What are ice dams? Are they harmful? How can you stop them?
Anyone spending much time in a freeze thaw zone has undoubtedly seen icicles hanging off eaves and gutters of homes and commercial buildings. They are formed by repeated thawing and freezing of snow that accumulates on the roof above the drip zone. Another potential phenomenon may be occurring in this same area . As this meltwater (due to the sun and/or heat escaping from the building) runs towards the eave, it may meet a non-melted portion of the roof eave that is simply cooler than the area directly over the building This snow and ice actually creates a wall or barrier to melt water trying to move downslope via gravity. As it hits this “dam”, the water can build up, actually ponding upslope and may eventually find its way in-between and behind the shingles. Guess what is next? It’ shows up in the walls and ceiling inside the structure. Not all houses have this potential problem and there are some very effective ways to counteract this happening. Building pros know just how to head this nasty intruder off well ahead of water seeping into your home. There are some effective ways to mitigate this on existing roofs but the best solution is to use full barrier membranes at eaves and valleys. It is especially critical at the eaves that these membranes come down over the fascia and are installed continuously behind the fascia and/or gutter.

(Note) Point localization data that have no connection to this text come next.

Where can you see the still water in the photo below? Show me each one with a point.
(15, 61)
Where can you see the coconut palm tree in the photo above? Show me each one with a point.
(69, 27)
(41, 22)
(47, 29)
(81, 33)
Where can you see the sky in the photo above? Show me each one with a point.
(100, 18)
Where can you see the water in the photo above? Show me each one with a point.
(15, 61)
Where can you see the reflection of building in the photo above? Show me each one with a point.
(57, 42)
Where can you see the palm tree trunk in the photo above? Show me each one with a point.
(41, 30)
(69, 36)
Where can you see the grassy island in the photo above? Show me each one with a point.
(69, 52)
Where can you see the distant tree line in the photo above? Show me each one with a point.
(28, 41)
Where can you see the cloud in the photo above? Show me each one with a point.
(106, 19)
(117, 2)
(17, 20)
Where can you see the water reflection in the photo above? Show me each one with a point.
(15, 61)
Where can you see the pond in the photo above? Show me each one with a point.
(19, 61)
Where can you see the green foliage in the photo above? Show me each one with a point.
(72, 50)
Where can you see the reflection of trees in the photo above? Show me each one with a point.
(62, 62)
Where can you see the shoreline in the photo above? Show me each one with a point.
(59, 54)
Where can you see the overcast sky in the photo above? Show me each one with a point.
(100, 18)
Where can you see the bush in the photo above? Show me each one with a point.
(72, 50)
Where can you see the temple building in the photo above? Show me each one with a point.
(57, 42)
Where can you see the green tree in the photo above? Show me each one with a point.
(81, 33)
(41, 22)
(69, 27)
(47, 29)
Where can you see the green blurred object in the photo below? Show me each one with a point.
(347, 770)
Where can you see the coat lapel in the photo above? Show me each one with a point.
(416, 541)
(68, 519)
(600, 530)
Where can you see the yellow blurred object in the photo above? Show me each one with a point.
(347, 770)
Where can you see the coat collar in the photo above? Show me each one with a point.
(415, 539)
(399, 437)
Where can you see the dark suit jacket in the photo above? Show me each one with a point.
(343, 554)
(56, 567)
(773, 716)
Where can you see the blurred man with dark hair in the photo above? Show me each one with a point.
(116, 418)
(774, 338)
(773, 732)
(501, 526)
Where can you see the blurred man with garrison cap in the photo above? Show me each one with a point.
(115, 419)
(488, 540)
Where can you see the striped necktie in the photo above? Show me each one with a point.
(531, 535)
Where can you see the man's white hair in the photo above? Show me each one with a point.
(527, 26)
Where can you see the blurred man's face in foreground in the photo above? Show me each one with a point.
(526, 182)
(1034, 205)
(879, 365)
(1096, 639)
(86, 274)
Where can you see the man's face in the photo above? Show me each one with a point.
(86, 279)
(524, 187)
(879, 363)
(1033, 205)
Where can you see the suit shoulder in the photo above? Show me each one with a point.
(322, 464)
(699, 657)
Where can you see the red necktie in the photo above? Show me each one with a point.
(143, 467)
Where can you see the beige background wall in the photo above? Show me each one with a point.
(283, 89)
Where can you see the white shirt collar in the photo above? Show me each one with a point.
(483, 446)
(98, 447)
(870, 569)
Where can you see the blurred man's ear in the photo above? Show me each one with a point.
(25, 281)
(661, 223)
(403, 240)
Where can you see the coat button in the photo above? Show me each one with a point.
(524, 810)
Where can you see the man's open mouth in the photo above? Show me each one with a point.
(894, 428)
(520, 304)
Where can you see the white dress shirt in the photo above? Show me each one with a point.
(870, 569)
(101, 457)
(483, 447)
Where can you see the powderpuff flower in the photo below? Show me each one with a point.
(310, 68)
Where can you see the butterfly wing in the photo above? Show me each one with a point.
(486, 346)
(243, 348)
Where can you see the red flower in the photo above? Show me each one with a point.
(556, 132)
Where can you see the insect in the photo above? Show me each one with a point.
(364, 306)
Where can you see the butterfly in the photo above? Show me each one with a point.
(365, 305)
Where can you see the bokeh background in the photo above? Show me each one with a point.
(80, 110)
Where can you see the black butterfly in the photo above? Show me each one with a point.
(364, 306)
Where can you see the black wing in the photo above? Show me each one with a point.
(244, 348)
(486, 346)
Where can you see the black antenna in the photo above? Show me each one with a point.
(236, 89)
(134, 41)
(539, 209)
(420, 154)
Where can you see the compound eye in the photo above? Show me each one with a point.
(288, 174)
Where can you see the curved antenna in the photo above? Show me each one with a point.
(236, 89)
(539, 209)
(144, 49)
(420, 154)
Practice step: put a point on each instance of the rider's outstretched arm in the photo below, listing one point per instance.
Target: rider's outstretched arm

Can you power wash roof shingles?
Power washing shingles to renew their look has been more in the news lately as granular roofing projects have had formulation changes that seem to support algae growth and becomes stained and dirty more quickly than older shingle formulations/substrates. While professional cleaning is available and can often be a good option, this is something that is best left to the pros.
Being overzealous with a pressure washer, using the wrong detergents or being unfamiliar with roof safety can all yield disastrous results. If looking up there has you dismayed, look up a roof cleaning professional or call your builder/remodeler for his/her recommendation.